微小孔螺旋磨削加工磨粒切削特性研究

The helical grinding process is an effective method for fabricating micro-holes in difficult-to-machine materials. However, there is a scarcity of research on undeformed chip model that accounts for the weak rigidity of the tool. To address these issues, a kinematic analysis of helical grinding is carried out, establishing a model for undeformed chip thickness/height and cross-sectional area on the side edge, and analyzing the impact of tool deflection on undeformed chips. Employing image recognition techniques, the variation law of effective abrasive grains count on the bottom edge is obtained, defining the effective nominal number of cutting edges and establishing a model for the undeformed chip thickness of a single grain considering tool deflection. Based on these models, the cutting characteristics of abrasive grains at different positions on the tool are studied. It is found that there are pure bottom edge cutting grits, pure side edge cutting grits, and mixed cutting grits.
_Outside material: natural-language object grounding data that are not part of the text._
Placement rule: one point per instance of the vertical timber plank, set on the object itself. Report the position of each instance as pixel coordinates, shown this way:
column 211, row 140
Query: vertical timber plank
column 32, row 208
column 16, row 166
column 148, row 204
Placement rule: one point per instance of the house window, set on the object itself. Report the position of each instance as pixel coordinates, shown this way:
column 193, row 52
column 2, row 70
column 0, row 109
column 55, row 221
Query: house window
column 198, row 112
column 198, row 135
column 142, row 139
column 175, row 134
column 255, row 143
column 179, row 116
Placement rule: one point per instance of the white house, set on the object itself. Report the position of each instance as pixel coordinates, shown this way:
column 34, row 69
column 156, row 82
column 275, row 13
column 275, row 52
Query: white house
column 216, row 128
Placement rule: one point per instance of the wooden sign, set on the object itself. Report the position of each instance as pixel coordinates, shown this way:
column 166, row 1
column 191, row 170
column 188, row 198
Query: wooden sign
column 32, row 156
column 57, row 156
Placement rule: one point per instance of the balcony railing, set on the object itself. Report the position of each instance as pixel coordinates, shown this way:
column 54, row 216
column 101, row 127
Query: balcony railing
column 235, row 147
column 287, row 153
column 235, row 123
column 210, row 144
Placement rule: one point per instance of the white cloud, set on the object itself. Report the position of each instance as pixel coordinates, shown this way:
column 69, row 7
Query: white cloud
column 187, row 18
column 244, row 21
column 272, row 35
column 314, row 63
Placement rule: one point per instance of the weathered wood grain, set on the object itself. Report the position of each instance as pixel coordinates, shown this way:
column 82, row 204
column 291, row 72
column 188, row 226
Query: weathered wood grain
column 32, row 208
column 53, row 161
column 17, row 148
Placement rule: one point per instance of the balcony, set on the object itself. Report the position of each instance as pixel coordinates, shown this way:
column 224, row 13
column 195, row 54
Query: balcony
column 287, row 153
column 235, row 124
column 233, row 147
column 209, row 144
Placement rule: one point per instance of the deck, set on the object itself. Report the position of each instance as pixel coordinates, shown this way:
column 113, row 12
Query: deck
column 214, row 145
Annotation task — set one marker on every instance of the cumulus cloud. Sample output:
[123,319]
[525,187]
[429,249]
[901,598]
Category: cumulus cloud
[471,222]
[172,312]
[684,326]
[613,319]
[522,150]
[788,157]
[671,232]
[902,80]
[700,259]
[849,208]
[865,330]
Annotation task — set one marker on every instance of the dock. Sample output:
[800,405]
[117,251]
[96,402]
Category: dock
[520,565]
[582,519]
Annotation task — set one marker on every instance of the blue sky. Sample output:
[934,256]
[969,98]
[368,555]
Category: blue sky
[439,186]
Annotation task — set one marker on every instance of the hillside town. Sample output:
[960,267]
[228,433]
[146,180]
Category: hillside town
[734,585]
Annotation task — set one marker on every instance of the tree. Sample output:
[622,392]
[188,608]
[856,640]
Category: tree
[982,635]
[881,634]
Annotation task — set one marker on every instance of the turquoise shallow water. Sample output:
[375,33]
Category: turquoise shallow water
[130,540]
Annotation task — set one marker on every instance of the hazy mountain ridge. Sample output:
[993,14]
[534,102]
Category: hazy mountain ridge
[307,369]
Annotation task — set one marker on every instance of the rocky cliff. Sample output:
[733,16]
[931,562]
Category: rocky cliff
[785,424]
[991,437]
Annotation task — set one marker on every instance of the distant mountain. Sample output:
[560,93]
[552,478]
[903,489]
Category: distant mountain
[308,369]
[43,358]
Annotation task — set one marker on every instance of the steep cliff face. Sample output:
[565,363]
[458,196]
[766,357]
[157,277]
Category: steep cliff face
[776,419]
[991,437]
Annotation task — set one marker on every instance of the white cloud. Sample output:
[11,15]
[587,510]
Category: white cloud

The distribution range of pure bottom edge cutting grits, D_p, is defined; when the tool diameter is two-thirds or less of the target hole diameter, D_p equals zero, significantly reducing bottom edge chip bonding and optimizing grit cutting performance. Finally, micro-hole helical grinding experiments are conducted on high-volume SiC_p/Al and quenched TiC_p/Fe. The research findings provide theoretical guidance for cutting parameter selection and tool design in micro-hole helical grinding.